Culture, history and society

Mission impossible

01 May 2008

Physics of the Impossible: A Scientific Exploration of the World of Phasers, Force Fields, Teleportation and Time Travel
Michio Kaku
2008 Allen Lane
£20.00/$26.95hb 352pp

Mind reader

Achieving the impossible might turn out to actually be impossible, but in the process of trying we can redefine the possible. It is the difference between ambition and complacency. Again and again — especially towards the end of the 19th century — complacent scientists have made future fools of themselves by proclaiming the impossibility of things such as determining the composition of stars or discovering the ultimate structure of matter. Ambitious authors, on the other hand, write books about “impossible” science. John Horgan tried with The End of Science, and John Barrow with Impossibility: The Limits of Science and the Science of Limits. Now the physicist and science communicator Michio Kaku offers us Physics of the Impossible.
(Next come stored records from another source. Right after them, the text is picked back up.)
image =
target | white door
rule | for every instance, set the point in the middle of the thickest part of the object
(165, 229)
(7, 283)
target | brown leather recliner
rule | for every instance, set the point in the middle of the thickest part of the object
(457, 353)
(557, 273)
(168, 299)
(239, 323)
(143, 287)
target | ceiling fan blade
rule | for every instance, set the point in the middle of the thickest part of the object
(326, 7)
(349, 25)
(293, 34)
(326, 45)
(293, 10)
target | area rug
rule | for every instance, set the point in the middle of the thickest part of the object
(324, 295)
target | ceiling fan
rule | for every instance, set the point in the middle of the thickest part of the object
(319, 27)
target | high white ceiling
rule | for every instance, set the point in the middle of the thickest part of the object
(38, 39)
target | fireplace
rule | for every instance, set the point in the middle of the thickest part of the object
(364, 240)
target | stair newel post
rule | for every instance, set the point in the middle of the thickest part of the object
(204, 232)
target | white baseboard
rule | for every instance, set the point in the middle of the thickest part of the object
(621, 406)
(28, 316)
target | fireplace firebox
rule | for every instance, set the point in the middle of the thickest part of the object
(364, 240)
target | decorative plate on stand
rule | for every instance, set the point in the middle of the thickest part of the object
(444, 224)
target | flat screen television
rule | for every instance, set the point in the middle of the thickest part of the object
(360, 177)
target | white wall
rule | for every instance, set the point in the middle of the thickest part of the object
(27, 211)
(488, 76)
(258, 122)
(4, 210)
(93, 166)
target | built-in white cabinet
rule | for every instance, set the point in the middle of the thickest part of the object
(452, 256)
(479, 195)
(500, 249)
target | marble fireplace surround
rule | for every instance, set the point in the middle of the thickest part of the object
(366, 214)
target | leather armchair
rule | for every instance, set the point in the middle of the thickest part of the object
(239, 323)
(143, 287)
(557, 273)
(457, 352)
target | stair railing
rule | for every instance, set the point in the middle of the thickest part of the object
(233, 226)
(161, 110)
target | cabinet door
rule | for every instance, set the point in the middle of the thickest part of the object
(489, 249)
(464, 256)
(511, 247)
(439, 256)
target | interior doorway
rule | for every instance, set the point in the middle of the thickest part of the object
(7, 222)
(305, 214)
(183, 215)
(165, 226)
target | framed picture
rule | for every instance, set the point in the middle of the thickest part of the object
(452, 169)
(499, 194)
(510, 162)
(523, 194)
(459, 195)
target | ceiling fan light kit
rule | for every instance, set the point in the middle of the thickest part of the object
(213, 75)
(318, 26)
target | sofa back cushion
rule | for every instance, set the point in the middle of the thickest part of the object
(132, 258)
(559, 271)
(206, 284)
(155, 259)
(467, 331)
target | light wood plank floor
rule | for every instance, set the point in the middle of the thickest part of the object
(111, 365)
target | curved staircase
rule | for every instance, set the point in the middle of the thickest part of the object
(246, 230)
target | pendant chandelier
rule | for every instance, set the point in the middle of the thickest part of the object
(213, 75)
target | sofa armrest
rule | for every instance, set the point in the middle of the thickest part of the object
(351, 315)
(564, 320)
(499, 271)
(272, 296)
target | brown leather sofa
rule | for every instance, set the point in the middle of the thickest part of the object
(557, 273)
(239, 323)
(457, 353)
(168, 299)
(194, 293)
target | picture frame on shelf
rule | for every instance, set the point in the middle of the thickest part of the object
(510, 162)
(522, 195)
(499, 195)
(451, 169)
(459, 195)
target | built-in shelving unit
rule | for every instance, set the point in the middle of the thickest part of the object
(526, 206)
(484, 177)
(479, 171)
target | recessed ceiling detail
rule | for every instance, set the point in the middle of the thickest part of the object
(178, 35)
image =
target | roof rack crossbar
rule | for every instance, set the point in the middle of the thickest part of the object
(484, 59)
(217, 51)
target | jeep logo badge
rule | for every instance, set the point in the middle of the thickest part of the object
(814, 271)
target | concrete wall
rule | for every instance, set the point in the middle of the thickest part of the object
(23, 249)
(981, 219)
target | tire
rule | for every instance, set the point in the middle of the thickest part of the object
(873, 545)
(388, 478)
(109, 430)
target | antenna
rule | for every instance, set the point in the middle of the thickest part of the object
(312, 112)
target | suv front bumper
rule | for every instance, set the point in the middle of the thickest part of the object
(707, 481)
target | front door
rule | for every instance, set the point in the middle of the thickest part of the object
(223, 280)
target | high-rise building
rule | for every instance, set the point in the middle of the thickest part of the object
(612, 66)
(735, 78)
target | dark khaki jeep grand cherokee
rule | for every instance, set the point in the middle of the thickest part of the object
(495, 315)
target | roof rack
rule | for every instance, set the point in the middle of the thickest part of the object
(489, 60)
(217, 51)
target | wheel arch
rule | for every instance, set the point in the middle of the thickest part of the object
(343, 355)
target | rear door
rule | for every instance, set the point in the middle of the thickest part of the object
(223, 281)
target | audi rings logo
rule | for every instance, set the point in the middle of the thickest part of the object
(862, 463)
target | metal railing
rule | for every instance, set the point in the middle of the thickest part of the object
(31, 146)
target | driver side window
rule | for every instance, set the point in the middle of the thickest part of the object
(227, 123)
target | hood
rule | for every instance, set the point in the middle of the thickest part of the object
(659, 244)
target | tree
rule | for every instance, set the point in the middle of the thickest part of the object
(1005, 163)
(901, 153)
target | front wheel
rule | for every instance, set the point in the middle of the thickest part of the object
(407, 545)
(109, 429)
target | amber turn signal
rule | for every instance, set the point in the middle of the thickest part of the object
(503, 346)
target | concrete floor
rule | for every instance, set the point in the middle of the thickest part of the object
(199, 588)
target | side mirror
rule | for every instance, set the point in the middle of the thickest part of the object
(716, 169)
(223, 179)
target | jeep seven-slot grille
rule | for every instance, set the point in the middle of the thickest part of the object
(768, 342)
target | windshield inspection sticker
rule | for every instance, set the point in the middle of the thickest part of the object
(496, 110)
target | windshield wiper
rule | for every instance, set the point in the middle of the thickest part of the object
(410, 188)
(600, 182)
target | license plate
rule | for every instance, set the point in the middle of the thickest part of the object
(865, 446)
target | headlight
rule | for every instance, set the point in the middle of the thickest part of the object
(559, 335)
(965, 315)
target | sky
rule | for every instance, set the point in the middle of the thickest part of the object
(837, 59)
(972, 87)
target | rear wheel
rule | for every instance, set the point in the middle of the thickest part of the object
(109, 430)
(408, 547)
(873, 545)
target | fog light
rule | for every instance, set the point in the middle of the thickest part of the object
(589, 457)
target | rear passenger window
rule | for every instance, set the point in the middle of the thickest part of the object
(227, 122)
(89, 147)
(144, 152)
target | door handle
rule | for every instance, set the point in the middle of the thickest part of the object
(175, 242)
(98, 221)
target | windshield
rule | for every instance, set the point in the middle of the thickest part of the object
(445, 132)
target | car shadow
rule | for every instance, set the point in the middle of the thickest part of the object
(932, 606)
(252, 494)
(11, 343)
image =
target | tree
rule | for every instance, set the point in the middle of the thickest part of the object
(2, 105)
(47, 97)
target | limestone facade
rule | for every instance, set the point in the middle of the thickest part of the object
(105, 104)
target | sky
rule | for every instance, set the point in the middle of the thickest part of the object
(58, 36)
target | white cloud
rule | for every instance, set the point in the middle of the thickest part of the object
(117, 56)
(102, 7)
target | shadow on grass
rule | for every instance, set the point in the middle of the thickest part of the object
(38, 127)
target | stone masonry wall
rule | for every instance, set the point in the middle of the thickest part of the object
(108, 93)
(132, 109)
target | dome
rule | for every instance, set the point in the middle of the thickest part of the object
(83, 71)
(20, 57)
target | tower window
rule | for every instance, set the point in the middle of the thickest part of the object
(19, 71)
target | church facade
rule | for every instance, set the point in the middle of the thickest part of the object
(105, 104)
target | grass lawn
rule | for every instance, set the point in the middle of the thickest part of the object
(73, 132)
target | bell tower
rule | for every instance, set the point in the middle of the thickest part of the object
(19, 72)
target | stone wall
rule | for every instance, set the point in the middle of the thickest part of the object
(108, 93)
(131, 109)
Kaku has already given us one crystal ball with his book Visions: How Science Will Revolutionize the 21st Century and Beyond — aptly published in 1999 — which assessed the immediate future of computing, quantum physics and biomolecular science. Having explored these important frontiers, Kaku now focuses his sights much further ahead. Taking various examples from contemporary science fiction as a guide, he charts the possible future course of scientific and technological exploration.

The book, however, misses a good example of when science was actually influenced by fiction in this way. In Britain in the 1930s, while complacent politicians tried to appease the Nazi regime, imaginative scientists looked at the possibility of a high-energy electromagnetic-radiation weapon to zap enemy aircraft. They quickly found out that a radio wave “death ray” was impossible, but instead discovered an effective way of detecting planes using a technique that would eventually become known as radar.

Physics of the Impossible begins with force fields, which are firmly based in physics, and concludes with the similarly weighty topics of parallel universes, precognition and perpetual-motion machines. What comes in between, however, consists mainly of a menu of geeky technology — ray guns, starships, robots and so on — as well as a dose of telepathy and psychokinesis. So although physics is up there in the title, most of the physics content is confined to the final 100 of the book’s 350 pages.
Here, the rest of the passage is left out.